Four plays later, Rattler tossed his first touchdown of the day to senior tight end Jeremiah Hall with 3:50 left in the third quarter. Oklahoma led 14-3, but Martinez kept Nebraska alive.
The next drive, Martinez took Nebraska down the field, despite losing Ervin Jr. to a non-contact knee injury and suffering another false start. Martinez found a wide open junior tight end Travis Vokolek, setting up Nebraska inside Oklahoma’s goalline area.
On second-and-goal, Martinez took a quarterback dive to score Nebraska’s first touchdown, making the game 14-9. What happened next may be considered unsafe for some, as Nebraska trotted out freshman kicker Kelen Meyer over Culp.
Meyer’s extra point was blocked, and the ball ricocheted into the hands of senior safety Patrick Fields. Fields returned the blocked extra point 100 yards for a rare defensive two-point conversion to make it 16-9.
Somehow, a Nebraska touchdown was worth just four points. Rattler impressed in his next drive, taking the Sooners on another touchdown drive and only faced one third down. Rattler was dealing and Nebraska needed another response from Martinez.
Immediately, freshman wide receiver Zavier Betts found a Martinez deep ball for 55 yards and an additional facemask penalty afterward that took Nebraska from its own 13-yard line to Oklahoma’s 24-yard line.

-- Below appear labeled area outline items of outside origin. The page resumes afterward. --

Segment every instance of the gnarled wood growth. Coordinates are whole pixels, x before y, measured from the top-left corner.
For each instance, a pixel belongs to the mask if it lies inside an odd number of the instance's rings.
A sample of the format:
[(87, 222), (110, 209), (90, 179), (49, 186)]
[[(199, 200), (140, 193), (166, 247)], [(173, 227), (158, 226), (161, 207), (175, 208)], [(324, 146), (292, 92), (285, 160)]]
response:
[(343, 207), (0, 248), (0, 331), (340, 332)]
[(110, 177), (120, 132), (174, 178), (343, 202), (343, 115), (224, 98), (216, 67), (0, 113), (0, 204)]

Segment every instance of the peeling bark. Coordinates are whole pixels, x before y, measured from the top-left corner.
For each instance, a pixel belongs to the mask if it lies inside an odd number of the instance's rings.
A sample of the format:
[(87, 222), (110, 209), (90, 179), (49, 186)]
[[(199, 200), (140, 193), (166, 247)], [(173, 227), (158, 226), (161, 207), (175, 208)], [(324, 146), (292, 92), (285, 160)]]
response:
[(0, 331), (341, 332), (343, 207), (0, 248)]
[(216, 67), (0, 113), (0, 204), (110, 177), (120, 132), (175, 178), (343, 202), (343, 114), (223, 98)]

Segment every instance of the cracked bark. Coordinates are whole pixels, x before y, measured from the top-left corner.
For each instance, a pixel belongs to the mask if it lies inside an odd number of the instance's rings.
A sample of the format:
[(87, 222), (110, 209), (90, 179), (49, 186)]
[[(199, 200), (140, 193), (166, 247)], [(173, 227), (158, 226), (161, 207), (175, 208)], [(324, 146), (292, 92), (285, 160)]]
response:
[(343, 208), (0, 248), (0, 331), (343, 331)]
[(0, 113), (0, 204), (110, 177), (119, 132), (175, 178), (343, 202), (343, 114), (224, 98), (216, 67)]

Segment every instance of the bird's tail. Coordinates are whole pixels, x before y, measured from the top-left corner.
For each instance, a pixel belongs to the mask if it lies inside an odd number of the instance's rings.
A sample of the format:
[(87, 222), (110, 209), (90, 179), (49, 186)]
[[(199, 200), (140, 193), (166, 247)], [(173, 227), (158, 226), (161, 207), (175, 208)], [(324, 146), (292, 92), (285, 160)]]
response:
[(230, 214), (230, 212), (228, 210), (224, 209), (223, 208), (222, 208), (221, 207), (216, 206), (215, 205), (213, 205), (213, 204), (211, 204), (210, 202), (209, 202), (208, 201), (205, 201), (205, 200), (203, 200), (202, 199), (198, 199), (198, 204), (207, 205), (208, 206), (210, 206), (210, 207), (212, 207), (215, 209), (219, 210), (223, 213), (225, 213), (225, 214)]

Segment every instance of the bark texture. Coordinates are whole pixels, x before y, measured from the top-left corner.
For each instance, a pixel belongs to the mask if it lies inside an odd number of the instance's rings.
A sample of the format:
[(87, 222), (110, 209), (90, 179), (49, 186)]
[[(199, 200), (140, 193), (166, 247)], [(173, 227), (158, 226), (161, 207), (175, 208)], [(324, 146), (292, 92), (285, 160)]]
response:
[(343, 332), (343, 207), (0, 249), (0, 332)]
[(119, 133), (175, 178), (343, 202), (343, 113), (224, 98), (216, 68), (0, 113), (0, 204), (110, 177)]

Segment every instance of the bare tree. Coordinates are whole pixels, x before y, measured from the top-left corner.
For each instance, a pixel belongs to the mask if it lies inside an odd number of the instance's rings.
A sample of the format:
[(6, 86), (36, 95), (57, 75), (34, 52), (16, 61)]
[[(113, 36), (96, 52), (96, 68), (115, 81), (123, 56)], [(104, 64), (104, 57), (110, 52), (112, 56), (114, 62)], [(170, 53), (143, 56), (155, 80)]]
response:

After that, Martinez struggled in part with his offensive line not being able to hold up, as he was sacked almost immediately on a 3rd-and-11.
Sooner sophomore cornerback D.J. Graham then pulled the interception of the year, using one hand to pick off a desperate Martinez throw on 4th-and-17 that would ultimately help the Huskers. The defense promptly forced a three-and-out and Martinez once again answered the bell.
Senior wide receiver Samori Toure took Oklahoma’s punt to the opposing 38-yard line. After surviving another broken pocket on second-and-three, Martinez found Manning for a 21-yard touchdown and Nebraska finally made its first extra point.
The junior, tasked with dueling Rattler, was leading multiple successful drives with a combo of explosive plays and pinpoint passing. In total, Martinez went 19-for-25 with 289 yards and one touchdown while Rattler went 24-for-34 with 214 yards and one touchdown as well.
“Adrian and his resiliency and the heart that he plays with, it’s so easy to rally around that guy,” Domann said. “I love playing with him.”
The Husker defense, tasked with one final stop, fell on an old nemesis. The rush defense struggled containing the outside all afternoon, as it did back on Oklahoma’s first drive with Rattler, junior running backs Eric Gray and Kennedy Brooks each converting key first downs.
Still, the defense tightened up, and forced a punt with 1:03 left in the game. Unfortunately, Nebraska’s time management went awry as Nebraska could barely muster a play on its final drive, taking 57 seconds to run just four plays.
With another potential season-defining moment gone, the Huskers are 2-2 and came close to adding another piece of lore to the Oklahoma-Nebraska rivalry. But that’s what Nebraska seems to be under Frost: close.
“He [Oklahoma head coach Lincoln Riley] inherited it from coach Stoops and it was in good shape. He’s kept it rolling,” Frost said. “We’re trying to get back to that level and we showed today that we’re close.”